Machine Learning Engineer

Are you applying to the internship?

Job Description

About Cisco ThousandEyes:

Cisco ThousandEyes is a Digital Experience Assurance platform that helps organizations ensure flawless digital experiences across all networks, including those they don’t directly own. Leveraging AI and a comprehensive collection of data from cloud, internet, and enterprise networks, ThousandEyes allows IT teams to proactively identify, diagnose, and fix issues before they affect end-users. It’s deeply integrated with the Cisco technology portfolio and other systems, enabling large-scale deployments and providing AI-driven insights within Cisco’s Networking, Security, Collaboration, and Observability offerings.

About the Job: Machine Learning Engineer (Alerts Team)

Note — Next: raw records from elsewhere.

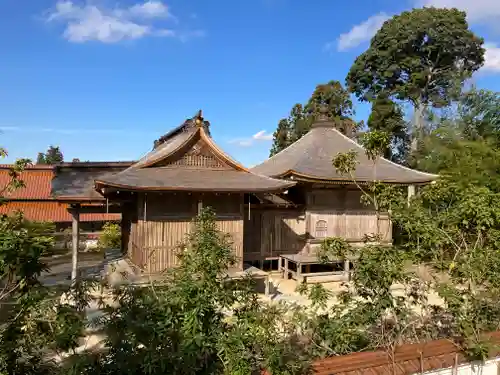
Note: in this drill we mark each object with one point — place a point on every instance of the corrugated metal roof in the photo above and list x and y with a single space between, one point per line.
51 211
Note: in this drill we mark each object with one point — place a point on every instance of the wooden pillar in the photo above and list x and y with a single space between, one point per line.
411 192
285 274
75 239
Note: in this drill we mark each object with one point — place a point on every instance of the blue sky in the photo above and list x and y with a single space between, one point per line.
104 78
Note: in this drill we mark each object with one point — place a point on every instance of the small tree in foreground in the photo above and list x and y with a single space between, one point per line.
451 228
110 237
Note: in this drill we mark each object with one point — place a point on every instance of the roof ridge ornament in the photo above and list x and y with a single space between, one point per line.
322 119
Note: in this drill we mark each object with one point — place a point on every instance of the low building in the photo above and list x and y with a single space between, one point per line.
286 205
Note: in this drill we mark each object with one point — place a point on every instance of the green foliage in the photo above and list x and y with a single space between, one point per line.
53 155
479 115
421 56
334 97
451 227
21 246
110 237
464 144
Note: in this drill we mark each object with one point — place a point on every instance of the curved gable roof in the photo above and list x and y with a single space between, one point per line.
310 158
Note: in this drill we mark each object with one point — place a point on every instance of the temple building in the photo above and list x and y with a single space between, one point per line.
286 205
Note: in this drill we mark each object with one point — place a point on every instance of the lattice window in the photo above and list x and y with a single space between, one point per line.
321 229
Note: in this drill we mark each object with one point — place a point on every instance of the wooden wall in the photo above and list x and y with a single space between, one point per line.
165 220
271 232
342 214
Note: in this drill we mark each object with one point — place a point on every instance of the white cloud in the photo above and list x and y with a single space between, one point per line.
359 34
86 21
492 58
257 137
478 11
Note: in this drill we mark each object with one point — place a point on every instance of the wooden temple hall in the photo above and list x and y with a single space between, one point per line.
280 210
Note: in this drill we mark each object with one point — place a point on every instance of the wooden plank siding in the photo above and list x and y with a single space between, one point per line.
345 215
166 220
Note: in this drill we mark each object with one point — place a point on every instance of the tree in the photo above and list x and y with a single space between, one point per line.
331 95
53 155
451 226
464 142
421 56
387 116
198 320
40 159
281 137
110 237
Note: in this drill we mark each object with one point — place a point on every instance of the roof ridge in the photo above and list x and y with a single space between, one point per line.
381 157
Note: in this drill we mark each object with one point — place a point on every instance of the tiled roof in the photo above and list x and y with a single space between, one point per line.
37 180
35 199
51 211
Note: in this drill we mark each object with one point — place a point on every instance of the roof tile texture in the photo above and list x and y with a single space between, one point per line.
51 211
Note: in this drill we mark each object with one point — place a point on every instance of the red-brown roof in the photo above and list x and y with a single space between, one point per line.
35 199
405 360
51 211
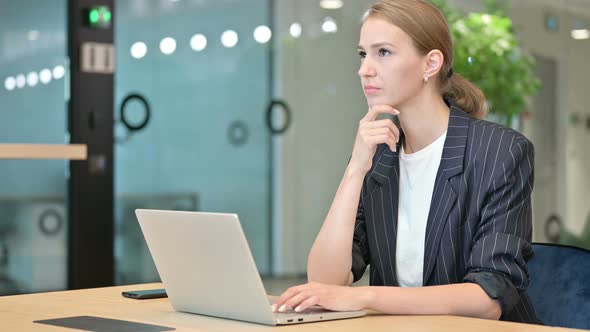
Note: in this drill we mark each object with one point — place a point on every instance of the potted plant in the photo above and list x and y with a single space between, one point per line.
487 53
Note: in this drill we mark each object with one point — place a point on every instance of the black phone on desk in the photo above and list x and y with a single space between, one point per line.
145 294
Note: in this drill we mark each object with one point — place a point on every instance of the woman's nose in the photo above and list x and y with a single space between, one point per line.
366 69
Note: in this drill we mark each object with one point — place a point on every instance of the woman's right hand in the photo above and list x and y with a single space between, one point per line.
371 133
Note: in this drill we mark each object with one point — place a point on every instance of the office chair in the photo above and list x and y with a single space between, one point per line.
560 285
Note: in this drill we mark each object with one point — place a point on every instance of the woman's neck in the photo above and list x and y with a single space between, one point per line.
423 119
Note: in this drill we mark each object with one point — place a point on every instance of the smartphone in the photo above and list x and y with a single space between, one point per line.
145 294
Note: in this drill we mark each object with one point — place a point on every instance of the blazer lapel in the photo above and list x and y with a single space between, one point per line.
384 193
444 195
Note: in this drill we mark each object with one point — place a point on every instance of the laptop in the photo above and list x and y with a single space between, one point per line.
207 268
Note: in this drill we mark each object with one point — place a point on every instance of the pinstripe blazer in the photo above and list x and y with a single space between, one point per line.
479 225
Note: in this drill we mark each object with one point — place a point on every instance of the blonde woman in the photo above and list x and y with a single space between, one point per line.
440 210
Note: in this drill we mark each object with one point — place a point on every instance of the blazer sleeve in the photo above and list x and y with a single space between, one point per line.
360 245
497 261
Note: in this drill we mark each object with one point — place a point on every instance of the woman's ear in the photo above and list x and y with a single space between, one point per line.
434 61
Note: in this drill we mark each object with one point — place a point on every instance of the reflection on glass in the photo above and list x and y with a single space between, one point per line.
168 45
198 42
138 50
262 34
329 25
229 38
295 30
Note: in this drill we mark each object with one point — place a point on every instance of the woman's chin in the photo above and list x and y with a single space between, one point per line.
380 100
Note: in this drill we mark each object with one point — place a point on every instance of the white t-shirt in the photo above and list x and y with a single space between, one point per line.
416 185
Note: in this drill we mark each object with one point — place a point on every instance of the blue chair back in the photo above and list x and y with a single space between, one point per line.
560 285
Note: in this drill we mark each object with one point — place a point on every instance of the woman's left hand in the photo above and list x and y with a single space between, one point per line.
331 297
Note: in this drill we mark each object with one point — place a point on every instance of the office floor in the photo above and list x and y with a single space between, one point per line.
277 285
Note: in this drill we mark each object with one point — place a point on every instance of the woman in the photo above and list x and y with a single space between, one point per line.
444 204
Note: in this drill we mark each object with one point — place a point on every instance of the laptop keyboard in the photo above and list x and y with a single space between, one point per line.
308 311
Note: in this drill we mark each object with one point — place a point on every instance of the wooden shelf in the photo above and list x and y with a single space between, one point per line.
43 151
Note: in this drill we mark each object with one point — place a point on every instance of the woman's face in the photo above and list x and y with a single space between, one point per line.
392 70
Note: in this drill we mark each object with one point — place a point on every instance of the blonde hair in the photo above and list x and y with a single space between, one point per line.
429 30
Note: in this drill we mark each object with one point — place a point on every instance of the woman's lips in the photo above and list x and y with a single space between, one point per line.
371 90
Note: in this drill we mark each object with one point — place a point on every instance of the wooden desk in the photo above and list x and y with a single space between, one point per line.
17 313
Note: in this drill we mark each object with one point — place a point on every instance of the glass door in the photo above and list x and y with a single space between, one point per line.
191 89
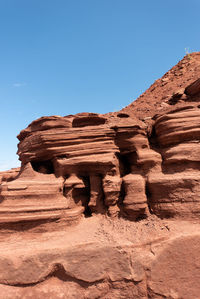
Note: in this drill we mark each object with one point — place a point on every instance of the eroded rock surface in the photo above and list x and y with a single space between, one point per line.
108 206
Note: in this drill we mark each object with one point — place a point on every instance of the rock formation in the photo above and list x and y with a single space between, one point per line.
113 198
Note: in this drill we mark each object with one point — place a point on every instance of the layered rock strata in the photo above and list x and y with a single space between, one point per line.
80 163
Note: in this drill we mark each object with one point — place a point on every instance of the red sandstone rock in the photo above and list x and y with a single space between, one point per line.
61 215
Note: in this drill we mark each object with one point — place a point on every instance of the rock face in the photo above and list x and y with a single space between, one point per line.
85 182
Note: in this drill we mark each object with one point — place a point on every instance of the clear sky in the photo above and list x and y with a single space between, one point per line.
60 57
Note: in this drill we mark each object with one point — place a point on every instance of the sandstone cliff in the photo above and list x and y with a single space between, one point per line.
108 206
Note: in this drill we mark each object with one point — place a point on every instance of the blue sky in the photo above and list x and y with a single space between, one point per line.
60 57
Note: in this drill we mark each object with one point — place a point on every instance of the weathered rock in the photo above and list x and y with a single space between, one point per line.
116 165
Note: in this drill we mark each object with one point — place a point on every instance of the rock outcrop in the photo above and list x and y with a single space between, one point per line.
108 204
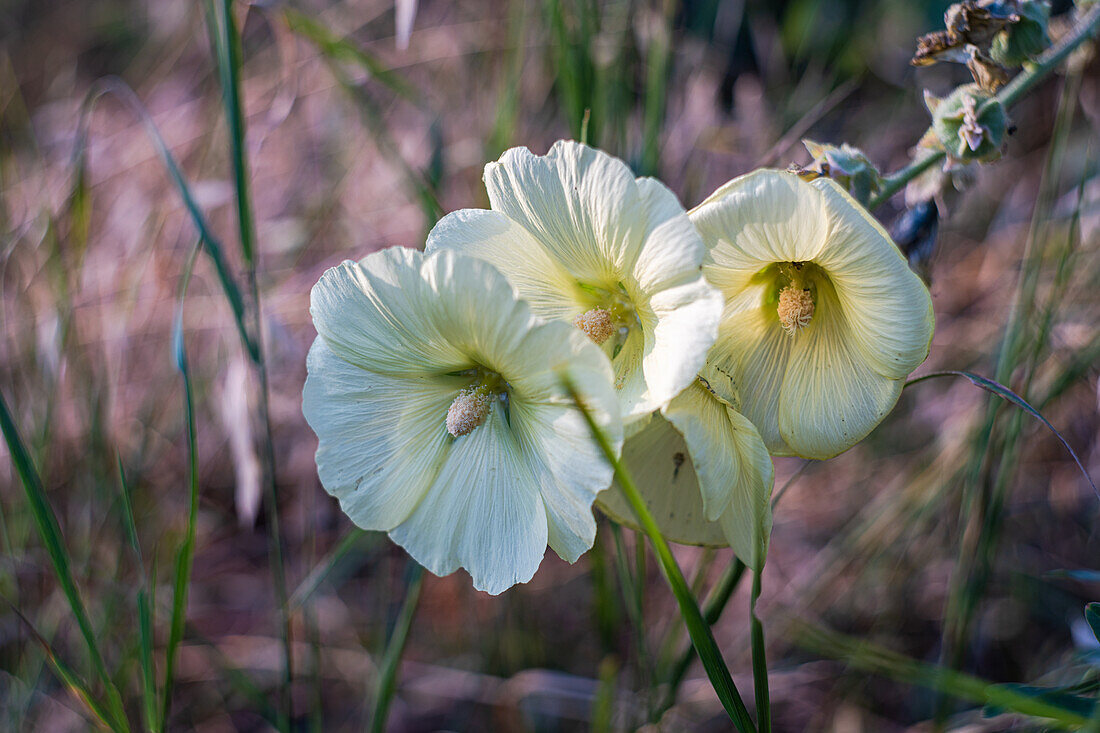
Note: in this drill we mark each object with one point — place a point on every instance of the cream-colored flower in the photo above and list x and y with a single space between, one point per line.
703 471
823 318
437 398
584 241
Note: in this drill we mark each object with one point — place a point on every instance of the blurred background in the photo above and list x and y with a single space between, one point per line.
960 533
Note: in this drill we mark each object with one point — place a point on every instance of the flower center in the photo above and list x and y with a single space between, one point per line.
609 319
471 406
596 323
795 308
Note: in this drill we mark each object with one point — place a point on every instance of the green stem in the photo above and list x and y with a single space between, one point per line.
697 627
759 660
1008 96
387 677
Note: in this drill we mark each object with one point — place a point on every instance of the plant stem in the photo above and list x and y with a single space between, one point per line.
1008 96
697 627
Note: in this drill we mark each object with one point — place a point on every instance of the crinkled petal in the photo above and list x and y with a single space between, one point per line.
493 237
832 397
580 203
684 328
887 304
735 471
483 513
752 351
672 250
757 219
658 460
380 314
382 438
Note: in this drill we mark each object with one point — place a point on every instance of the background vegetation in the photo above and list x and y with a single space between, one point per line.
146 580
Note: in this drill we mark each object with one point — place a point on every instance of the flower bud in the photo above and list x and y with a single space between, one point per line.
969 123
1024 39
845 164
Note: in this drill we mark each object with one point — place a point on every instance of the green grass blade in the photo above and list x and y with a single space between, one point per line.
144 612
50 531
387 676
1009 395
759 660
211 243
697 627
68 677
185 555
229 57
344 50
355 538
875 659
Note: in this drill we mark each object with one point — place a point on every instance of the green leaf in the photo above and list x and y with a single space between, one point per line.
1009 395
1092 615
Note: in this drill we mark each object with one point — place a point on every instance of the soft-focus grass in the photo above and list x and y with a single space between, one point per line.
314 140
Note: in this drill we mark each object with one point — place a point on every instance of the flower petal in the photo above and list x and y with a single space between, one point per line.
832 397
752 351
658 460
757 219
382 438
582 204
493 237
672 251
483 512
887 305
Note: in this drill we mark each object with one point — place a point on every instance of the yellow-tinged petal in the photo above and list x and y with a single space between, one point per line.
887 304
832 397
752 351
658 459
757 219
580 203
483 512
493 237
382 441
705 474
506 485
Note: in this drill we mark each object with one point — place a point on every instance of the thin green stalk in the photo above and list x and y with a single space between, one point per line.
697 627
144 611
633 586
387 676
868 657
1008 96
51 533
229 62
186 553
759 660
658 58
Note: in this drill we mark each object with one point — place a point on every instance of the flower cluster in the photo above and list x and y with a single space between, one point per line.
777 318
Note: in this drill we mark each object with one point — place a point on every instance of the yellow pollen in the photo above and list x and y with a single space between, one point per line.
596 323
468 411
795 308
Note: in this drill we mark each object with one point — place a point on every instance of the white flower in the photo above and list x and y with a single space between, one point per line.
704 473
437 398
823 318
585 242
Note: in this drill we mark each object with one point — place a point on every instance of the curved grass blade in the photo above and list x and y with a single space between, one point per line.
1009 395
68 677
51 533
387 677
186 553
875 659
228 52
144 611
697 627
211 244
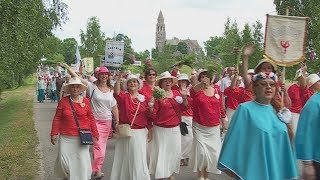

This role involves developing and optimizing anomaly detection algorithms for a highly scalable stream processing platform. As a Machine Learning Engineer, you’ll be at the forefront of applying cutting-edge AI/ML technologies to real-time data. The position blends the challenges of handling massive datasets with the innovation of applied machine learning to deliver actionable insights to customers.

Responsibilities:

Developing and Maintaining AI/ML Pipelines: Collaborate with a team to design, implement, and maintain large-scale AI/ML pipelines for real-time anomaly detection. This includes training, tuning, and evaluating models using various techniques.
Anomaly Detection Algorithm Design and Implementation: Design and implement sophisticated anomaly detection algorithms, such as Isolation Forests, LSTM-based models, and Variational Autoencoders, tailored to the unique characteristics of the data streams.
Model Evaluation and Framework Creation: Create robust evaluation frameworks and metrics to thoroughly assess the performance of the developed algorithms.
Stream Processing Optimization: Implement and optimize stream processing solutions using technologies like Flink and Kafka.
Working with Massive Datasets: Handle and process billions of events, pushing the boundaries of real-time anomaly detection.
Utilizing Various ML Models: Proficiently utilize a range of machine learning models including neural networks (including transformer models and Large Language Models), decision trees, and other traditional machine learning models.
Leveraging ML Frameworks: Utilize machine learning frameworks such as SKLearn, XGBoost, PyTorch, or TensorFlow to build efficient and scalable solutions.

Qualifications:

• 3-5 years of software development experience and a minimum of 2 internships with direct experience in building and evaluating ML models and delivering large-scale ML products.
MS or PhD in a relevant field.
• Proficiency in crafting machine learning models, translating theoretical concepts into practical solutions.
• Fluency in Python and ability to transform abstract machine learning concepts into robust, efficient, and scalable code.
• Strong computer science fundamentals and object-oriented design skills.
• Experience building large-scale data processing systems.
• Experience in a fast-paced development environment.
• Strong team collaboration and communication skills.